Benchmarks
After deploying a model, you can utilize the xCloud SDK to conduct performance benchmarks and assess your model's latency and throughput.
To accomplish this, simply execute the following code snippet:
from xcloud import benchmark_endpoint
benchmark_endpoint(
url="http://my-deployment-predictor-default.64d68f0219efcfdf47fb2bc5.inference.xcloud.stochastic.ai/v1/models/custom-model:predict", # Specify the deployment's inference endpoint URL here
headers={
"x-api-key": "NA" # Insert the deployment API key if applicable
},
json_request_body={
"instances": ["I love xCloud"]
},
http_method="POST",
concurrent_workers=32,
send_requests_duration=180
)
info
You can customize the following parameters for configuration:
- url: the URL to which the requests will be sent.
- headers: headers included in the request.
- json_request_body: JSON content transmitted to the model.
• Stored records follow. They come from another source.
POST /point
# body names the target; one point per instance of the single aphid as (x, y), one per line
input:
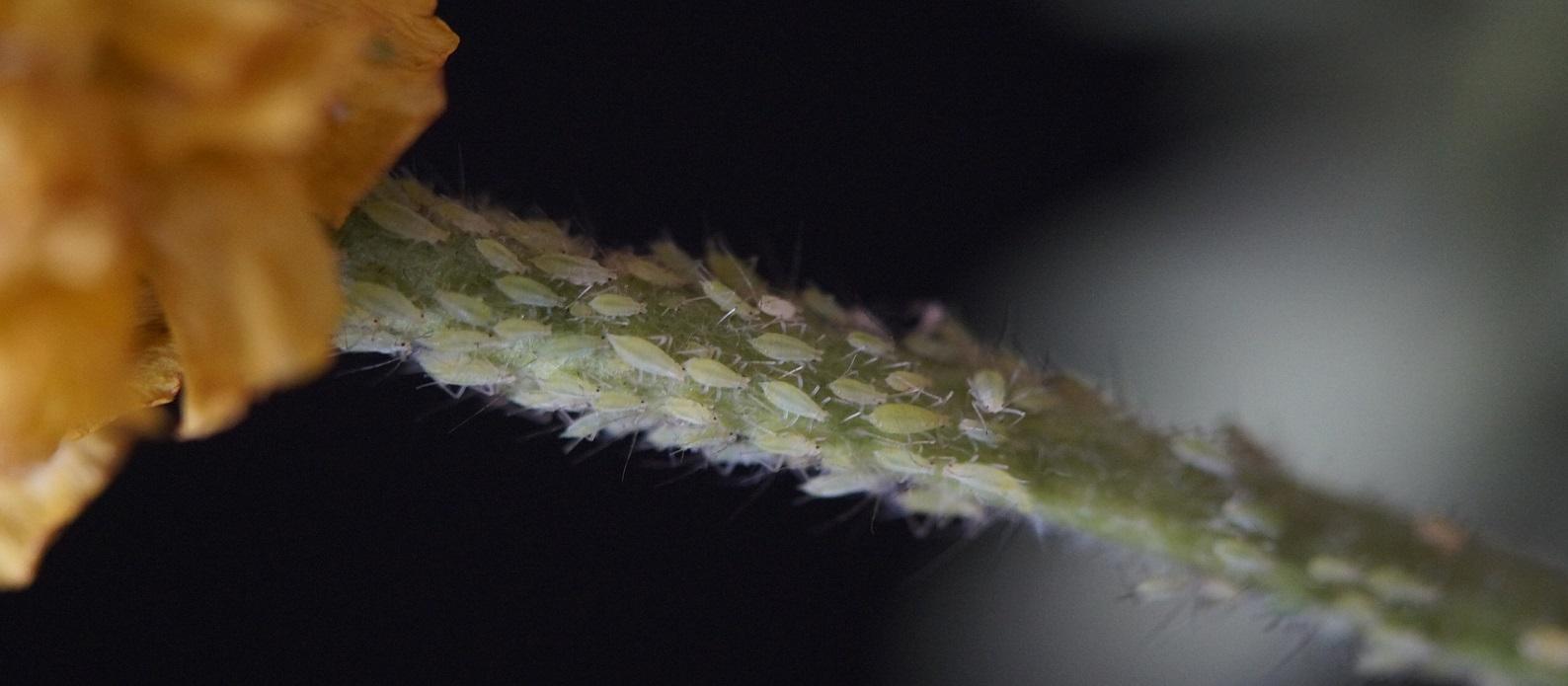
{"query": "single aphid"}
(905, 381)
(728, 301)
(784, 348)
(527, 291)
(714, 375)
(645, 355)
(464, 307)
(461, 218)
(573, 268)
(792, 400)
(778, 307)
(840, 485)
(786, 443)
(856, 392)
(383, 303)
(903, 461)
(871, 343)
(903, 419)
(988, 392)
(403, 221)
(458, 368)
(688, 411)
(499, 256)
(645, 269)
(615, 304)
(519, 330)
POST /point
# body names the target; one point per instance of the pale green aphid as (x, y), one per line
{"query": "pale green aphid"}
(786, 443)
(714, 375)
(615, 304)
(905, 381)
(728, 301)
(461, 218)
(856, 392)
(688, 411)
(383, 303)
(455, 341)
(784, 348)
(938, 503)
(792, 400)
(903, 461)
(903, 419)
(527, 291)
(519, 330)
(403, 223)
(869, 343)
(839, 485)
(573, 268)
(978, 431)
(1242, 558)
(458, 368)
(499, 256)
(645, 269)
(464, 307)
(645, 355)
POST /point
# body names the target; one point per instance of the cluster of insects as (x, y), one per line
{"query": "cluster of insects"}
(693, 354)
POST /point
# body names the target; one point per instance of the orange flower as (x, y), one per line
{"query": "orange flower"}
(167, 168)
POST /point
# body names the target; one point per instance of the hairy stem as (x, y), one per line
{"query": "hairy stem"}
(706, 357)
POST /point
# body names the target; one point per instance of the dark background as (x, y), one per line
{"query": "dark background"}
(365, 526)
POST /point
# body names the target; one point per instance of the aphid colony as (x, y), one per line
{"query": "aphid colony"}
(690, 354)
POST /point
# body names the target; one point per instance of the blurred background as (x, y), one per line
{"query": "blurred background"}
(1341, 226)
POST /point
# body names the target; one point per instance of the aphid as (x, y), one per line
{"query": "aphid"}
(869, 343)
(856, 392)
(540, 235)
(840, 485)
(784, 348)
(989, 481)
(383, 303)
(1242, 558)
(461, 218)
(527, 291)
(458, 341)
(905, 381)
(792, 400)
(1333, 571)
(938, 503)
(645, 355)
(573, 268)
(618, 402)
(1397, 586)
(1544, 646)
(499, 256)
(902, 461)
(728, 301)
(688, 411)
(1252, 515)
(736, 272)
(714, 373)
(988, 390)
(978, 431)
(464, 307)
(517, 330)
(778, 307)
(903, 419)
(786, 443)
(823, 306)
(456, 368)
(615, 304)
(668, 254)
(403, 221)
(645, 269)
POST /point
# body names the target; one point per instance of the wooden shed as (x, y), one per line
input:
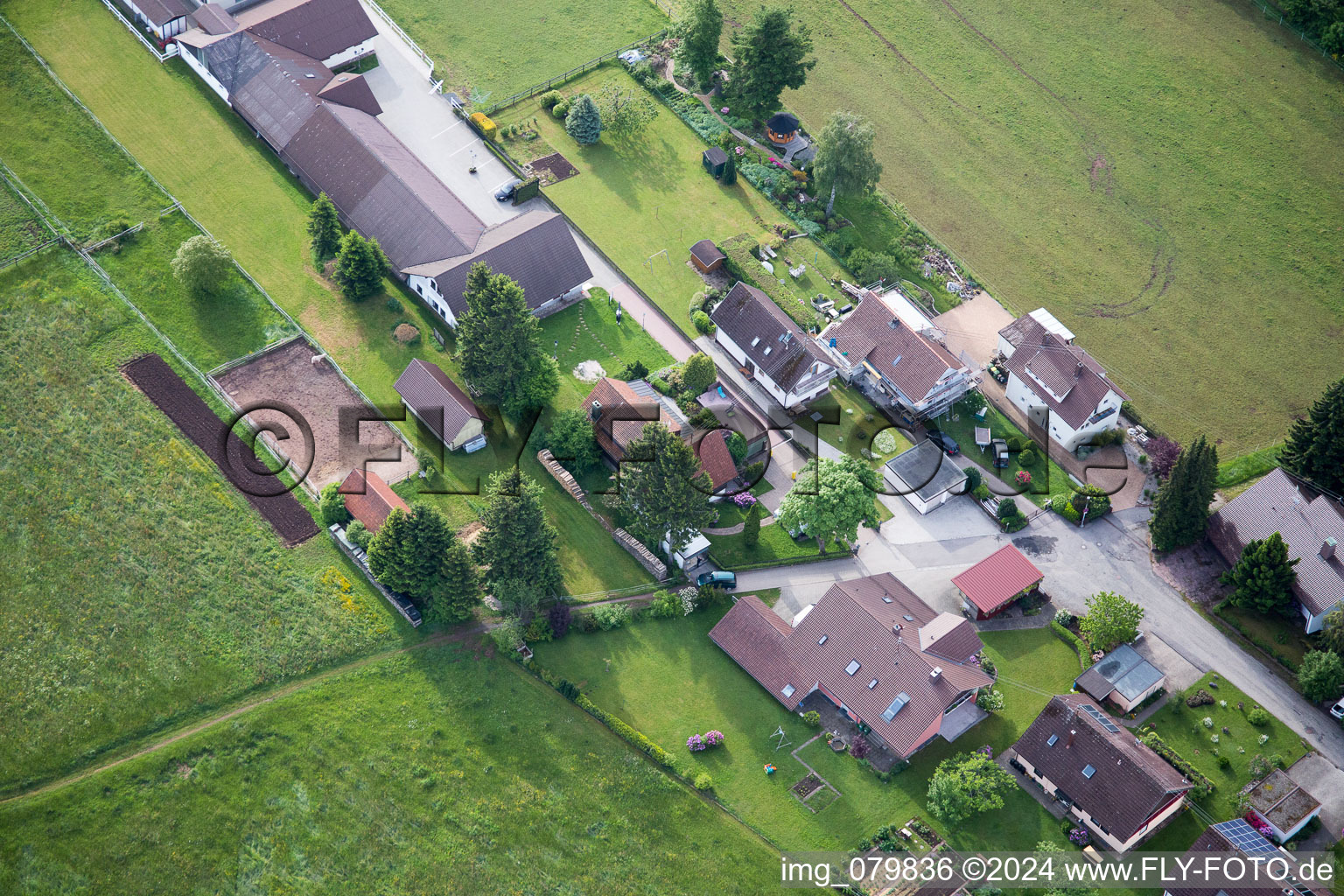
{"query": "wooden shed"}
(714, 160)
(707, 256)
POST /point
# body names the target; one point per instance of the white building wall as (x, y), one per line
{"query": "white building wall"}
(188, 55)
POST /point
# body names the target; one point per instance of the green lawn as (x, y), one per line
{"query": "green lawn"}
(1047, 477)
(142, 589)
(509, 46)
(668, 680)
(436, 771)
(163, 115)
(1109, 161)
(211, 331)
(52, 147)
(649, 193)
(1183, 730)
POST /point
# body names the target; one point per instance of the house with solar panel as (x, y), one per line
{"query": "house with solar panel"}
(870, 654)
(1236, 838)
(1121, 677)
(1103, 777)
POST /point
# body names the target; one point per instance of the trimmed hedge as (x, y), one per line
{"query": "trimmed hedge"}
(1074, 641)
(626, 732)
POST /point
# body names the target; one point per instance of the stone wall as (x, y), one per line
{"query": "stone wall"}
(634, 546)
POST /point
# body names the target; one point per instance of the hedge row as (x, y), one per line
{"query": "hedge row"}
(1203, 786)
(634, 738)
(1074, 641)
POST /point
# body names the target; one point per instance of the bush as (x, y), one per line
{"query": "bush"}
(358, 535)
(559, 620)
(612, 615)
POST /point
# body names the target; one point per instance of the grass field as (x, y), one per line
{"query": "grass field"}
(509, 46)
(642, 195)
(142, 589)
(434, 771)
(668, 680)
(1124, 167)
(164, 115)
(1183, 730)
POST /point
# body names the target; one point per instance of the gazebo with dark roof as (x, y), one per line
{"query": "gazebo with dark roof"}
(781, 128)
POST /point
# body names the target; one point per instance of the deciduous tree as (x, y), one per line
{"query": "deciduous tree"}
(1320, 676)
(203, 266)
(769, 55)
(1314, 446)
(967, 785)
(699, 29)
(844, 163)
(500, 346)
(663, 486)
(1264, 577)
(518, 542)
(360, 266)
(1110, 620)
(584, 121)
(324, 228)
(831, 500)
(1181, 507)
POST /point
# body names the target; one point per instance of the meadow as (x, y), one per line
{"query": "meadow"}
(164, 115)
(509, 46)
(142, 589)
(434, 771)
(1160, 175)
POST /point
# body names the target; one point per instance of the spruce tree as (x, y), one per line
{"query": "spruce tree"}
(324, 228)
(360, 266)
(584, 121)
(664, 488)
(1314, 446)
(500, 346)
(1264, 577)
(518, 542)
(1181, 507)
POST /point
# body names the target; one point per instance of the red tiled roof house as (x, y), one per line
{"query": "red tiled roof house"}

- http_method: HTTP method used for the request.
- concurrent_workers: the number of concurrent requests. This simulates the simultaneous usage of your model by multiple users.
- send_requests_duration: the benchmark's duration in seconds. It will continue to send requests until this specified time elapses.
- timeout_per_request: timeout duration per request in seconds.
- output_file: output path for saving the results in a CSV file. If no file is specified, the results will be displayed in the standard output.